People lament the loss of the old neighborhood.
Indeed, many old neighborhoods are literally gone. However I live in one that is still very much going.
I know many people say Detroit is suburban in layout, but Detroit is very much more like the old neighborhood than the post-war suburb. Where I live neighbors actually talk to each other and look out for each other because frankly we have to - so we are friends and we get together and have drinks with each other too. There are no attached garages to avoid the outside world and everyone has a big front porch. There are no McMansions, only '20's tudors and pre-war bungalows. The focal point of the living room is the fireplace, not the plasma tv. There is no Ruby Tuesdays, only the corner bar. Which people walk to. And when you're a city Catholic like me, you go to your neighborhood church that doesn't look like a handball court. You know, one that actually looks like a church.
Detroit is also where all the eccentrics go to escape ridicule. Anything goes here. It's strange not to be strange. In Detroit you will meet the strangest, most colorful, interesting people. Where elsewhere neighbors would gossip and sneer, no one bats an eye here.
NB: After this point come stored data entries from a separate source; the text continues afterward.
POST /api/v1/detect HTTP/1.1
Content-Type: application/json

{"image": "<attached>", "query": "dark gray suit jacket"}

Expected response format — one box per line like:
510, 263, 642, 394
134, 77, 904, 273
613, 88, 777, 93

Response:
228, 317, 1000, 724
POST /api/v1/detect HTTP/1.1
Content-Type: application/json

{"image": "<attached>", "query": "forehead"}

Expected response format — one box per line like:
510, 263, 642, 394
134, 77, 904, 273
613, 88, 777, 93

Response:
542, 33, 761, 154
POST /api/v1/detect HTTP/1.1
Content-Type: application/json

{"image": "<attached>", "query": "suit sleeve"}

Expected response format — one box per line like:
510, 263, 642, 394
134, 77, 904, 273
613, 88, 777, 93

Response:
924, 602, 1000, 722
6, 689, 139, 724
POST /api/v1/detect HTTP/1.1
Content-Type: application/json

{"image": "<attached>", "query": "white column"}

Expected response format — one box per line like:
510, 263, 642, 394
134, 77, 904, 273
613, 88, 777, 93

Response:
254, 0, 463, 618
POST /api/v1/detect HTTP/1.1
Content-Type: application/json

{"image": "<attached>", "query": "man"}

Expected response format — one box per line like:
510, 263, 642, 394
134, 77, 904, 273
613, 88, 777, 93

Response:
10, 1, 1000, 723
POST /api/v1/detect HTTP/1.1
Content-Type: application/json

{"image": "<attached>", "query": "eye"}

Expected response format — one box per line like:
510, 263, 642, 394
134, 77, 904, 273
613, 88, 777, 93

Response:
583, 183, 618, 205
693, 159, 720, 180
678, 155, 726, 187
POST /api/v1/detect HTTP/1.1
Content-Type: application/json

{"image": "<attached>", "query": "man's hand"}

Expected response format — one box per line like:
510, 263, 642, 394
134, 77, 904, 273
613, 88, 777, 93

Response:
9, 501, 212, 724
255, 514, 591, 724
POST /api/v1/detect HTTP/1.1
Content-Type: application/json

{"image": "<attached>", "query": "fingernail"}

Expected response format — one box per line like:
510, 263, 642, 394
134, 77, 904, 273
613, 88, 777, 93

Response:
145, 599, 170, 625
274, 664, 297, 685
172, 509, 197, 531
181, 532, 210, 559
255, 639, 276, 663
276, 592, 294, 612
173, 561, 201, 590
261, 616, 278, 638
While so much of Detroit is lost, little pockets of Detroit like mine are an anachronism like that in many ways and I love it. In part because it is so old to begin with and full of such eccentric folk, and in part because corporations have left the neighborhoods untouched. It's like living in the 1940's - except my street is full of both black and white folk.
That sounds very nice. Where do you live, if I may ask, poobert?